Me quedé en silencio.
Eso era lo que más miedo me daba.
No el sexo, no los juegos, no el club ni los bailes. Lo que me aterraba era que alguien viera detrás de la máscara. Porque debajo del encaje, de la lencería y del maquillaje caro… estaba yo. Aria Blake. Una chica rota de un pueblo pequeño, con cicatrices que aún escuecen y sueños que se rompen si los tocas fuerte.
—Oigan —dijo Theo, rompiendo el momento—. ¿Quién se comió mi croissant de almendras?
Le lancé una mirada culpable.
—Yo.
—¡TRAICIÓN! —gritó, dramatizando como si estuviéramos en una obra de Shakespeare—. ¡Después de todo lo que hemos compartido! ¡Camas, lágrimas, eyeliner!
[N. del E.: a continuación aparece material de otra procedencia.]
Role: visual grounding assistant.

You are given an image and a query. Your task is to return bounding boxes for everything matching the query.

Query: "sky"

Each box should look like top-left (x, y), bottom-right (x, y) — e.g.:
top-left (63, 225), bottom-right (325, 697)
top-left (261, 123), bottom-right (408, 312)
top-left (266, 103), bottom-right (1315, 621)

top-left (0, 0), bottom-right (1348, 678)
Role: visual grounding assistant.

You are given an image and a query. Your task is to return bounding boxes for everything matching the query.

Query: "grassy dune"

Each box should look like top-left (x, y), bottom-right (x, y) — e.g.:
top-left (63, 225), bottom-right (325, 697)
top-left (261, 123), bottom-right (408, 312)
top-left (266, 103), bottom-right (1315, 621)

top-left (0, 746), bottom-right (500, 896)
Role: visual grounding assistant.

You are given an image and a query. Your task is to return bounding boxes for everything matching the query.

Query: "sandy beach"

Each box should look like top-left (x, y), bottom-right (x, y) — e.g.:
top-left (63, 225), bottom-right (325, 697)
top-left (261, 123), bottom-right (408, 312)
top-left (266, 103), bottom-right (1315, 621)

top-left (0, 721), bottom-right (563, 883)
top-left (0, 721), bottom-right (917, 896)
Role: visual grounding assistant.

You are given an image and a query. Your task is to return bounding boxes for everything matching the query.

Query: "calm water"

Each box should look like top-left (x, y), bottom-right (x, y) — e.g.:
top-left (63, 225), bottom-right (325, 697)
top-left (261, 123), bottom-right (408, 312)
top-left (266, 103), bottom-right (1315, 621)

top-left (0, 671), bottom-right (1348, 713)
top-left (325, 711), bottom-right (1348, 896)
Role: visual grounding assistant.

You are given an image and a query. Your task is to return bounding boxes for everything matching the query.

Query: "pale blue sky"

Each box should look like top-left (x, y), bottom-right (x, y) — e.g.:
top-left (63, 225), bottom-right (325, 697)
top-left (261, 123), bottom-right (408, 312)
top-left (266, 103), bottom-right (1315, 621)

—¿Puedo compensarte con un orgasmo falso? —le ofrecí, arqueando una ceja.
—Solo si viene con crema batida y gritos opcionales.
Margaret negó con la cabeza mientras bebía su café.
Así es nuestra vida.
Un caos adorable. Un desastre funcional. Un circo íntimo donde todos sabemos los pasos de la coreografía.
Y aún así… algo dentro de mí latía distinto.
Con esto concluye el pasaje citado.